Right, the "the big picture, I have a question.
Do you believe every Molecule of CO2 released into the atmosphere stays there forever?
No.
Sigh, this gets tiresome.
We never will have facts. Theories don't get proven. They are supported or refuted. They are accepted or rejected. No proofs in the natural sciences - they would require a comprehensive examination of the entire universe.
Here is a fact, any particle from space, as in radiation that strikes a molecule of CO2, radiation from the sun, solar radiation loses energy after striking CO2.
Stuff is not bouncing around making things hot, its as simple as Billiards, or even a nuclear reaction, it gets weak, quickly. Hell, one can actually stand next to spent nuclear fuel and not get burnt to a crisp, its a simple principle, once a molecule or neutron or whatever strikes something, it loses its strength, even its heat.
CO2, a freind of life, which makes it an enemy of....................

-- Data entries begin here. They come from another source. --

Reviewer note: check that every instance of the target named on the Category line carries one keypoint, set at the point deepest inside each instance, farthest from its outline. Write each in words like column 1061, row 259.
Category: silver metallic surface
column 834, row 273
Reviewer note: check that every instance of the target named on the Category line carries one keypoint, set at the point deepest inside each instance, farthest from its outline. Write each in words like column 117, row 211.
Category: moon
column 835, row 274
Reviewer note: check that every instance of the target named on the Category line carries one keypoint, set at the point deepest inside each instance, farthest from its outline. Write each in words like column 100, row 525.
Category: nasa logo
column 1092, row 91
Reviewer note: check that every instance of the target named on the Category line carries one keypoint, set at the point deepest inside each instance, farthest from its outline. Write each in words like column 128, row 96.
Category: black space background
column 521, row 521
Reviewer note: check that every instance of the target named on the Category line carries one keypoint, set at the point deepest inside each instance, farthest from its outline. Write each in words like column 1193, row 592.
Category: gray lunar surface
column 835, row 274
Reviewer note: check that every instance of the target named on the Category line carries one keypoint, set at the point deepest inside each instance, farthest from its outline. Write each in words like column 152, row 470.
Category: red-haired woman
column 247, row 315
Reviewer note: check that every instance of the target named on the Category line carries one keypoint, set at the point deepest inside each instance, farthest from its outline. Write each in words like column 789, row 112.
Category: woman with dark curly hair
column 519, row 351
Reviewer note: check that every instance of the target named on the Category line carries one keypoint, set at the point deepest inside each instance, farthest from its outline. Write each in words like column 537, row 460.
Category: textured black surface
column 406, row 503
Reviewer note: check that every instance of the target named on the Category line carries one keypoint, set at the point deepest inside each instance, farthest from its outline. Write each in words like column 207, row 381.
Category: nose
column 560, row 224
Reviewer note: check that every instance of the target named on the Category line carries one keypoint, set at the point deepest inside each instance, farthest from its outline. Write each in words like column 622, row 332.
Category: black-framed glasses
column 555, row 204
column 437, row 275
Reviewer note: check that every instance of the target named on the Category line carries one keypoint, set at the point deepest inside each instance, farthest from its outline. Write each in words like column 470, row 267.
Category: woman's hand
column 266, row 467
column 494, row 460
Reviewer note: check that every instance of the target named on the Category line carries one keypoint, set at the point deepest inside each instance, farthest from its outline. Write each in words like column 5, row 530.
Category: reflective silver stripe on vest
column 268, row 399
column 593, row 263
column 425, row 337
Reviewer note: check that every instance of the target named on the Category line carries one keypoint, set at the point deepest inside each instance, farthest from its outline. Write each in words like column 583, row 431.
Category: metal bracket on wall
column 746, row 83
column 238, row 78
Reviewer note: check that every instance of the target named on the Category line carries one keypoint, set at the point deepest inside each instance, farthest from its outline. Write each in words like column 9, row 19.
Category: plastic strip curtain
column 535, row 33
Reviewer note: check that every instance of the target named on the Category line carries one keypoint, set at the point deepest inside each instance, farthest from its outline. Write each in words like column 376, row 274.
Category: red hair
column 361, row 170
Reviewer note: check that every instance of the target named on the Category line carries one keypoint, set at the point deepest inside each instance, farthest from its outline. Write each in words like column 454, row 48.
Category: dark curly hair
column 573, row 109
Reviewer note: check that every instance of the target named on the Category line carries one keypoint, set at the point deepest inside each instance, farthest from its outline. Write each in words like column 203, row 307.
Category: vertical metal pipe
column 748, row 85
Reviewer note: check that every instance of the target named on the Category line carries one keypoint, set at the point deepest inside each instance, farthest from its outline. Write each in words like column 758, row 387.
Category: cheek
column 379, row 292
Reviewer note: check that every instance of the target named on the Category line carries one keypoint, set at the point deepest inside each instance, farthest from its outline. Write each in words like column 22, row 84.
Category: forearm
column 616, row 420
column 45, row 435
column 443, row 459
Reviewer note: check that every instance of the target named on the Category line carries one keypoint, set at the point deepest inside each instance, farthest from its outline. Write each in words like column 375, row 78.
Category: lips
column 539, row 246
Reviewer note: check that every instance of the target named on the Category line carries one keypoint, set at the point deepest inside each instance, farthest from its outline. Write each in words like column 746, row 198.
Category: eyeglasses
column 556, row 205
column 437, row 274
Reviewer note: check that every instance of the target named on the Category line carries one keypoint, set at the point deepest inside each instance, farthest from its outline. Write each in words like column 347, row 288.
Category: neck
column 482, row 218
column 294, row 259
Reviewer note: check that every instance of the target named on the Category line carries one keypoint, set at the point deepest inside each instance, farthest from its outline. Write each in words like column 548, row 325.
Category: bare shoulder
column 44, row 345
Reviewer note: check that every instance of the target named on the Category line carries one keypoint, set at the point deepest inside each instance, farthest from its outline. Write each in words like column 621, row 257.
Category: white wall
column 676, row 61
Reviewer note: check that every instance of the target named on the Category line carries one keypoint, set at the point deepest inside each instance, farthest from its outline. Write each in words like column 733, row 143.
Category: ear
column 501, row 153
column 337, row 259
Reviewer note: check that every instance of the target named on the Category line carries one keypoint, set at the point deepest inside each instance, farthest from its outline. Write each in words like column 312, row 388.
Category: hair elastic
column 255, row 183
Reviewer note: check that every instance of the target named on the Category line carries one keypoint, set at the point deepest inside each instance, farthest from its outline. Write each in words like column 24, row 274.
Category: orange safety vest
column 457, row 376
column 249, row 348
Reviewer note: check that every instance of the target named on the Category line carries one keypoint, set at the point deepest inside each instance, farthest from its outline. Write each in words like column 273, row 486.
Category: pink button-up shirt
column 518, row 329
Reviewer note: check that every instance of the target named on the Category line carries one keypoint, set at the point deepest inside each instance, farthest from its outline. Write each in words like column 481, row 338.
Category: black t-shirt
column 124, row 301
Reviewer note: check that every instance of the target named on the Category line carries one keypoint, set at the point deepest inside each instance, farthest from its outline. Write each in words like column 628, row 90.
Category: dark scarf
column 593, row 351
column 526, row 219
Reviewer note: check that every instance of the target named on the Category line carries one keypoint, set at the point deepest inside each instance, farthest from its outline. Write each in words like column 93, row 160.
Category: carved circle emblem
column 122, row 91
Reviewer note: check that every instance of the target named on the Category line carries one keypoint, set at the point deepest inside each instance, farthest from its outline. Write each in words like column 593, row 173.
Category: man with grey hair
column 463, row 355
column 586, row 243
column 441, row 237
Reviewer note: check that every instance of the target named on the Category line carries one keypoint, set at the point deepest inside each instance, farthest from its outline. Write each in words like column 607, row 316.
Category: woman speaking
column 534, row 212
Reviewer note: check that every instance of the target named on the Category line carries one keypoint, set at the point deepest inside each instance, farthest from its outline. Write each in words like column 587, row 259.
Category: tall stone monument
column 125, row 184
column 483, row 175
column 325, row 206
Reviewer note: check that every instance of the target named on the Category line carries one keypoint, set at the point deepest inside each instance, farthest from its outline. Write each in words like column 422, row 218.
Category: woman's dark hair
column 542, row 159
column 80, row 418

Wow... now there's an analysis I've never heard before. And I bet your bottom dollar I'll never hear it again. I'm not even sure I know what you're trying to say. You're not a young Coloradan are you?
Okay, here goes... jeez, where to start.
When particles - or anything else - collides, energy is transferred. In a simple collision, one particle usually gains energy while the other particle loses energy. Sometimes, there's no change in either particle's energy. Sometimes things get complicated because one of the particles breaks into multiple, smaller particles. But there is one thing that is ALWAYS true of these collisions and it is the key that allows physicists and scientists and students to figure out what happened or what will happen in any given collision: the total amount of energy in the system will remain constant. This comes from the physical law that tells us "energy can neither be created nor destroyed". Energy can only be tranferred from place to place or transformed from one type to another or even transformed into matter and back from matter. But you can't create it out of thin air and you can't destroy it no matter how hard you try.
So, when you have a collision, the particles will all leave it with some fraction of the total energy the system (the system = all the particles under examination) possessed prior to the collision. The sum of that post-collision energy: from the potential and kinetic energy of the particles, of any energy that tried to sneak off as ejected photons of light or heat or some other EM radiation, of the added mass - it all remains the same, no matter what.
Now this is related and I wouldn't bring it up but you did. What does it mean when we talk about the temperature of some mass? What is the difference between a cubic foot of air at 85F and one at -15F? The answer is in the energy content of the individual gas molecules that make up cube. Each of them in the warmer cube has more kinetic energy. They fly around inside the cube at higher speed and more energy is transferred about as they collide with each other. And since they are all moving faster, they collide more often. If we had the same number of molecules in each block, the increased number of collisions, particularly with the surface of whatever container we're using, would increase the pressure the gas exerted against its restraints. If the gas were uncontained - unrestrained - the increased kinetic energy and resultant increased collisions would cause the molecules to spread apart. The gas expands and becomes less dense.
So, what's happening with the CO2 in our atmosphere. Well, as you know, CO2 is a greenhouse gas. It absorbs certain portions of the infrared light spectrum. It absorbs just these frequencies because, in effect, some of the dimensions of its molecule match the wavelengths of those 'colors' of light. That allows the molecule to resonate with those kinds of light and in doing so, absorb their energy almost perfectly. So, I am a CO2 molecule just floating along and what happens. The sun shines on, say, a nearby rock, and warms it up. Being warm, it emits some infrared photons (light). The photon strikes me and I suck it up like a dry sponge. Well, that increases my energy content. I am now warmer myself. That added warmth will make it more likely that I will emit my own photon and rid myself of that extra energy. The photon I emit might get soaked up by another rock, some water, some human's hand or maybe another CO2 molecule. It doesn't really matter. What does matter is that if I - or some other GHG molecule hadn't absorbed that rock's emitted photon, it would have flown off into space. That energy would have been lost to the Earth. But instead I hung on to it. And over the long run, as energy comes in from the sun, but does not leave again because of CO2's absorption, the temperature of the Earth goes up.
Welcome to Global Warming.
Human are responsible for dang near every single molecule of CO2 that's been added to the atmosphere since the beginning of the Industrial Revolution in 1750 or so.
Welcome to Anthropogenic Global Warming or AGW.